DON’T GET ME STARTED!

Albert Einstein, Theoretical Physicist said:

“The man who regards his own life and that of his fellow creatures as meaningless is not merely unfortunate, but almost disqualified for life.”

Vs.

Fritz Nietzsche:

“I will now disprove the existence of all gods. If there were gods, how could I bear not to be a god? Consequently, there are no gods.”

Ahem, and, just who were Nietzsche’s sources of inspiration or Professor/teachers?

Jean Jacques Rousseau believed that humans are inherently good; yet he saw that goodness did not prevail. His political theory described social contracts that would capitalize on this innate goodness. But such notions were soon overturned in the flames of the French Revolution. Any philosophy that assumes that man is innately good finds its optimism ever disappointed, and disproved by history.

In addition to Jean Jacques Rousseau, we should mention Schopenhauer!

By 1865, Nietzsche gave up the study of theology and began to devote increasing amounts of his attention to philology, the science of language. While in Leipzig visiting a friend, Nietzsche happened across a philosophical work which would influence his thought in profound ways. That book was Arthur Schopenhauer’s two volume, The World as Will and Representation, published in 1819.

Schopenhauer was a strange man. He was educated at Germany’s finest institutions including Gotha, Weimar (the home of Goethe) and Jena. In 1819, he became a lecturer at the University of Berlin. While at Berlin Schopenhauer held his lectures at the same time as Hegel but without success. No one came to hear Schopenhauer lecture.

His major contribution was his concept of Subjective Idealism — that the world is my idea, a phantasm of the mind, and therefore, in itself, meaningless. Will, the active side of our nature, or Impulse, is the key to the one thing we know directly from the inside — the self, and therefore the key to the understanding of all things.

It gets better:

Although the will is entirely real, it is not free, nor does it have any ultimate purpose. Rather, it is all-consuming, pointless, and negative, “all life is suffering.”

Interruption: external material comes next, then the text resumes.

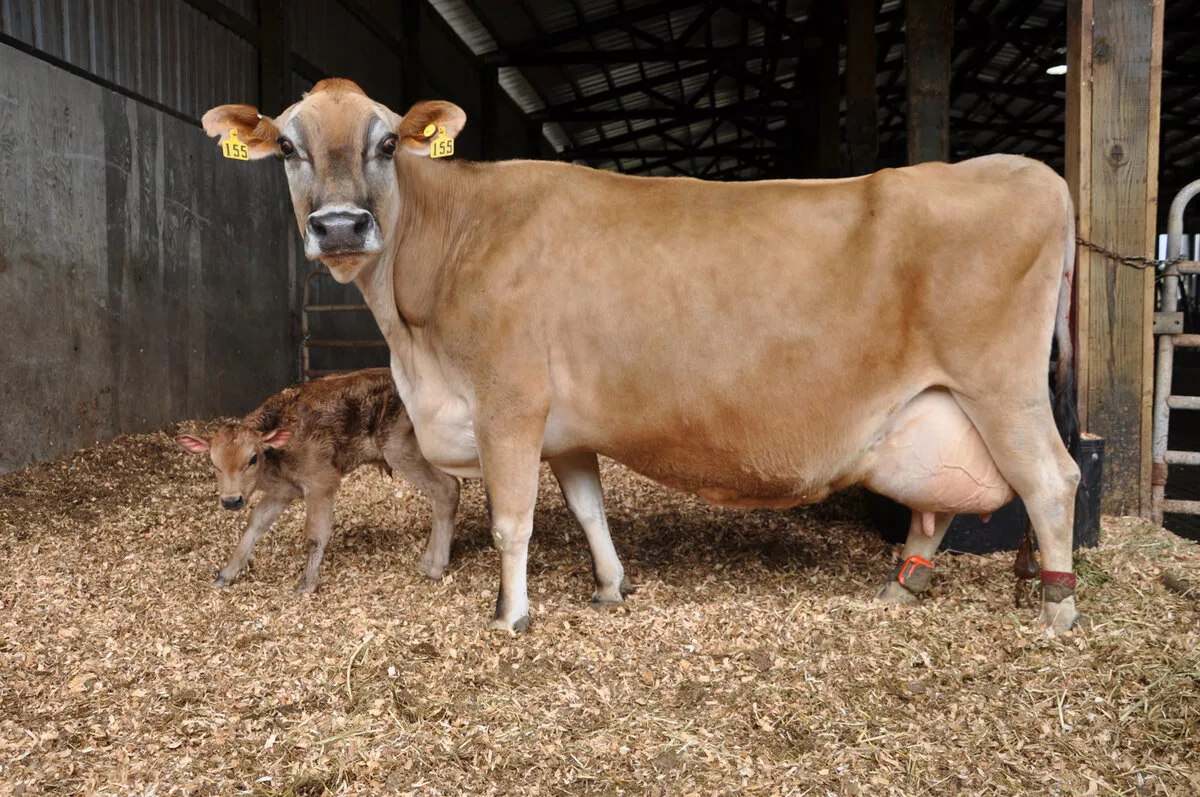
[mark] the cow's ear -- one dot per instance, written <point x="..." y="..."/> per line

His ideas were strongly influenced by the Upanishads and Buddhism. Schopenhauer was the first major European philosopher to make a point of atheism; however, he admired the asceticism of Christianity and Buddhism, declaring that after removing the dogmas these religions have as their philosophical underpinning the abolition of the will.

Ha!

So much for the Happy Buddha! (smile)

Schopenhauer’s strongest influence was on Nietzsche, Freud, Wittgenstein, and musician Richard Wagner, whose Tristan and Isolde puts to music the BLIND WILL. (Yeah, That Blind Will tune must have been Hitler’s favorite - Hitler was a spiritual child of Neitzsche;)

See:

http://www.catholiceducation.org/articles/civilization/cc0009.html

Friedrich Nietzsche was influenced by Rousseau and later was to call himself “the Anti-Christ,” and wrote a book by that title. He argued for atheism as follows:

He scorned reason as well as faith, often deliberately contradicted himself, said that “a sneer is infinitely more noble that a syllogism” and appealed to passion, rhetoric and even deliberate hatred rather than reason.

He saw love as “the greatest danger” and morality as mankind’s worst weakness. He died insane, of syphilis, at home with his Mother, but just after leaving an asylum. He signed his last letters “the Crucified One.”

In his book:[B]“The Genealogy of Morals”[/B], he claimed that morality was an invention of the weak (especially the Jews, and then the Christians) to weaken the strong. The sheep convinced the wolf to act like a sheep. This is unnatural, argues Nietzsche, and seeing morality’s unnatural origin in resentment at inferiority will free us from its power over us.

What would replace God?

The same being who will replace man; the Superman or [i]Übermensch[/i] Nietzsche’s magnum opus and masterpiece, [B]“Thus Spake Zarathustra”[/B], celebrates this new god.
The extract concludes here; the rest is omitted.